You’re right about it not being healthy to need to be high... Though the job itself is sort of incidental. I’m an architect, because I can’t not make things whether or not anyone pays me so I might as well do it for a living too.


> I don't have a scientific basis for this, but I just don't think "mild hypomania" is sustainable. What goes up must come down, after the high, the inevitable crash, etc.
>
> I'm also bipolar. Personally I don't like the feeling of hypomania, because at some level I know it isn't real, and that what seems so smart to do or say now will just be embarassing later. Then again, my personality is shy and reserved, so maybe it just feels unnatural to me.
>
> My personal goal for treatment is just to take the edges off, so that the depression isn't so bad that I can't function or get suicidal, and the hypomania isn't so bad that I feel out of control and do things with bad consequences.
>
> I wonder if your job is healthy for you, if you have to be high in order to meet expectations?

 

Re: An attainable state of wellness

Posted by tabitha on July 25, 2002, at 0:04:40

In reply to Re: An attainable state of wellness, posted by E1027 on July 24, 2002, at 5:20:29

> Then you don’t feel that you can really expect more than a blunting of the symptoms?

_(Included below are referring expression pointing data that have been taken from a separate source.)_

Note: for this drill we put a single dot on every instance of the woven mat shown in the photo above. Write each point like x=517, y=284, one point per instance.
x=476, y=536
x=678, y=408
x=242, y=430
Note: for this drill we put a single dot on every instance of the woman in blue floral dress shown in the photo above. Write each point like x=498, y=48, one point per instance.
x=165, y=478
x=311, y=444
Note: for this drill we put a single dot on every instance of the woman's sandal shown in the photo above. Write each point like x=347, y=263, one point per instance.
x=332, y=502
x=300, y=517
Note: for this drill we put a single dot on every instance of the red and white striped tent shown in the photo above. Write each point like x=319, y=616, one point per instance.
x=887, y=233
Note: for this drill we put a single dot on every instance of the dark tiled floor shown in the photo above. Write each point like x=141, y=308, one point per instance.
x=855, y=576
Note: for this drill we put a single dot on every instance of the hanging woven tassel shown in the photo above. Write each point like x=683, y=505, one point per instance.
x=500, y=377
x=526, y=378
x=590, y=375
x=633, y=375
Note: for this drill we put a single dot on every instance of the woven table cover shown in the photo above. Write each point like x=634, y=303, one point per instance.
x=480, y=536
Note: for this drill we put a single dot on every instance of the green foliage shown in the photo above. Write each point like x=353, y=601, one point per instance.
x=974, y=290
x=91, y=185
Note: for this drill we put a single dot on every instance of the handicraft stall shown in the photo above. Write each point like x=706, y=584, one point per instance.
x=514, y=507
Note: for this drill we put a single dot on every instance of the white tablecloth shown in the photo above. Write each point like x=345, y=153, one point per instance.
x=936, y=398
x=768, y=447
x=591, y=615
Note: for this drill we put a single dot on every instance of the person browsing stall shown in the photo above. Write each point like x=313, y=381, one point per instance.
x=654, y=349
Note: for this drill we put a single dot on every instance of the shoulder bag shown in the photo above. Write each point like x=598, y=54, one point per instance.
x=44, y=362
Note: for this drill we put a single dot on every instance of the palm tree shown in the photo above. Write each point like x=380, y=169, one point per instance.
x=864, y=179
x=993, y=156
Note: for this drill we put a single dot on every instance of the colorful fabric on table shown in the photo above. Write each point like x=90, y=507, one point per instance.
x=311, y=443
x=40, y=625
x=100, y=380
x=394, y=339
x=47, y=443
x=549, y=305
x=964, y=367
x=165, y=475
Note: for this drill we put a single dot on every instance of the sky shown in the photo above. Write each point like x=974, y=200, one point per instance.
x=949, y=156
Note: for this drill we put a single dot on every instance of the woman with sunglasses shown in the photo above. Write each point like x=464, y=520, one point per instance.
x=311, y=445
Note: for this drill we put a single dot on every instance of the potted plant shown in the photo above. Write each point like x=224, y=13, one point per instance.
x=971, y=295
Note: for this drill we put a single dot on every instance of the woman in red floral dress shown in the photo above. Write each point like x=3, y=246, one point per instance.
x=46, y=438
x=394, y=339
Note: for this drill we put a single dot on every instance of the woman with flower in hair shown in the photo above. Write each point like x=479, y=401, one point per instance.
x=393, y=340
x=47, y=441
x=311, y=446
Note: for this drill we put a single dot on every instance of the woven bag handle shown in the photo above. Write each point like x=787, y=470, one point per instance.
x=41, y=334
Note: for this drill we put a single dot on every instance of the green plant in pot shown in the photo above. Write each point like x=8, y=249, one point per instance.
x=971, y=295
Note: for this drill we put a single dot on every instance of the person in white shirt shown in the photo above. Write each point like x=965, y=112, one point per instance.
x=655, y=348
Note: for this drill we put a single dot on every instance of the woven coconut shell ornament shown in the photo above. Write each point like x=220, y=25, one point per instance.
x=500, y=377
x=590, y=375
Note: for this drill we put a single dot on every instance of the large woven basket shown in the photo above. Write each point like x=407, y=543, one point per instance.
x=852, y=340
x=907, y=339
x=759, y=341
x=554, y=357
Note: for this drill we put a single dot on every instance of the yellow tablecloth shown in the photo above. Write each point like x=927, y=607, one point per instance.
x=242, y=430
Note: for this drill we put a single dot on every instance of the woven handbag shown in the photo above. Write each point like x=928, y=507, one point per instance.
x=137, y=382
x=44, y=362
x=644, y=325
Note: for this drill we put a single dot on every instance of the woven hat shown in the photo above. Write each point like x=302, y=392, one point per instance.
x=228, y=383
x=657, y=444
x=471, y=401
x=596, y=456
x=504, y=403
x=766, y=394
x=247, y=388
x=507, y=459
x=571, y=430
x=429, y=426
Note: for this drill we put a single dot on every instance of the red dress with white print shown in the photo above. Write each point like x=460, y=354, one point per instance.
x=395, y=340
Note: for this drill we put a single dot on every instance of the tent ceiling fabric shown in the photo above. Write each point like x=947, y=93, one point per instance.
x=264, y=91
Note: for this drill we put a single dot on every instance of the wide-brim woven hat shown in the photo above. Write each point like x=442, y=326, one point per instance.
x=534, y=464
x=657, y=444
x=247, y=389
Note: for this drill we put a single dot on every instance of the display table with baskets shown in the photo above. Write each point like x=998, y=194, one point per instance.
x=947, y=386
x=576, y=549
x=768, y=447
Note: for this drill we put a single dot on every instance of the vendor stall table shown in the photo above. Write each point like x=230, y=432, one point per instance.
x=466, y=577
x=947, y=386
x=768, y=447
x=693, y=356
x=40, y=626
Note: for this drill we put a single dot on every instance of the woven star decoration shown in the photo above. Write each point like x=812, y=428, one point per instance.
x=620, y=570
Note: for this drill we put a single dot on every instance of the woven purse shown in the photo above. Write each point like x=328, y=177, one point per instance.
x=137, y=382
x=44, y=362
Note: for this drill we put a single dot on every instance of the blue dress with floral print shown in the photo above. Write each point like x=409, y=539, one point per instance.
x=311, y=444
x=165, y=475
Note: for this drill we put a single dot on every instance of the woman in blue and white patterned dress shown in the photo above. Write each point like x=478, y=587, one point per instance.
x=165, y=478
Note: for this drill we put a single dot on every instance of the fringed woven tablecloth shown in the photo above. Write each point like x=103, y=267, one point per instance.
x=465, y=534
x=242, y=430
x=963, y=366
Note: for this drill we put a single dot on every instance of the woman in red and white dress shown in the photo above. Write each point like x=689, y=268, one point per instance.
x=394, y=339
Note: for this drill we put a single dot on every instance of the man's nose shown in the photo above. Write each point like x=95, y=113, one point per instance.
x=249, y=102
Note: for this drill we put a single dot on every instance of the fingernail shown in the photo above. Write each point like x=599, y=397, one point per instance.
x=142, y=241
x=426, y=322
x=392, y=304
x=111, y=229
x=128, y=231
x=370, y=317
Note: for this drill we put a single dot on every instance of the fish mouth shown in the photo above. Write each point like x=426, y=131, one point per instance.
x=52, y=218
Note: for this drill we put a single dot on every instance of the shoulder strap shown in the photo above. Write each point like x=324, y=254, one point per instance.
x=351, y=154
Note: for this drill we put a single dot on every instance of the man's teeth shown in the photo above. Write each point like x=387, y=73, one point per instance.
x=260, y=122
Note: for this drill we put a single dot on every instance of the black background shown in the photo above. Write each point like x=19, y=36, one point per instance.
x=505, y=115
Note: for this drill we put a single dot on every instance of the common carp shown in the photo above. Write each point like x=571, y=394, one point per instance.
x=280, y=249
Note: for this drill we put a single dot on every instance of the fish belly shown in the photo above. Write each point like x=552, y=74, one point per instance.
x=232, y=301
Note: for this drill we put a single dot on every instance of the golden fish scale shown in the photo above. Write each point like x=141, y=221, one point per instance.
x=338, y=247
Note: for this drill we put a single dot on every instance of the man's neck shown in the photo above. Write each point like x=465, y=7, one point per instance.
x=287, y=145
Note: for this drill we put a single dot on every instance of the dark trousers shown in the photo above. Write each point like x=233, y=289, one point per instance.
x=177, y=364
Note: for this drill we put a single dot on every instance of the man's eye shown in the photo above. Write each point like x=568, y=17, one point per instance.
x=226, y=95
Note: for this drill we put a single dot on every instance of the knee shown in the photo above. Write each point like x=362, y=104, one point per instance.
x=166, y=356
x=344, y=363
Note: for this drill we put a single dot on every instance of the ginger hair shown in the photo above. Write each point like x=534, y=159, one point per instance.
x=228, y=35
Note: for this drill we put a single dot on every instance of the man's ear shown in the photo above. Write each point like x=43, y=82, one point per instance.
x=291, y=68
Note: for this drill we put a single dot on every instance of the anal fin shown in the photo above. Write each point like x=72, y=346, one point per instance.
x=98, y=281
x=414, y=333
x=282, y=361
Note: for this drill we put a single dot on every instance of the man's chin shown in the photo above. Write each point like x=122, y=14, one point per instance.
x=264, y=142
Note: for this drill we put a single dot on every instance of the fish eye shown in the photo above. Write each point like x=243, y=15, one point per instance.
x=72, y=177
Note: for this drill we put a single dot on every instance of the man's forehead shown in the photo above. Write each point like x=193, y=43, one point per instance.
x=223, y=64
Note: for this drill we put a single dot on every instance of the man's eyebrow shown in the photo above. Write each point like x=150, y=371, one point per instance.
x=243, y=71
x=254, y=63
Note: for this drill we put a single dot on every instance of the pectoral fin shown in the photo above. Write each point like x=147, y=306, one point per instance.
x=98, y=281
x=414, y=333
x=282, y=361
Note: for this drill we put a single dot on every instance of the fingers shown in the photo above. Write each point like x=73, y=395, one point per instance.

Well, after much experimentation, I've found I prefer to still cycle a bit. If I get the dosages to the point where my mood is really level, I'm fighting side effects and I don't really feel like myself. It's a tricky balance to find.

 

Re: An attainable state of wellness

Posted by E1027 on July 25, 2002, at 8:25:16

In reply to Re: An attainable state of wellness, posted by tabitha on July 25, 2002, at 0:04:40


> If I get the dosages to the point where my mood is really level, I'm fighting side effects and I don't really feel like myself.

That makes a lot of sense... Thanks.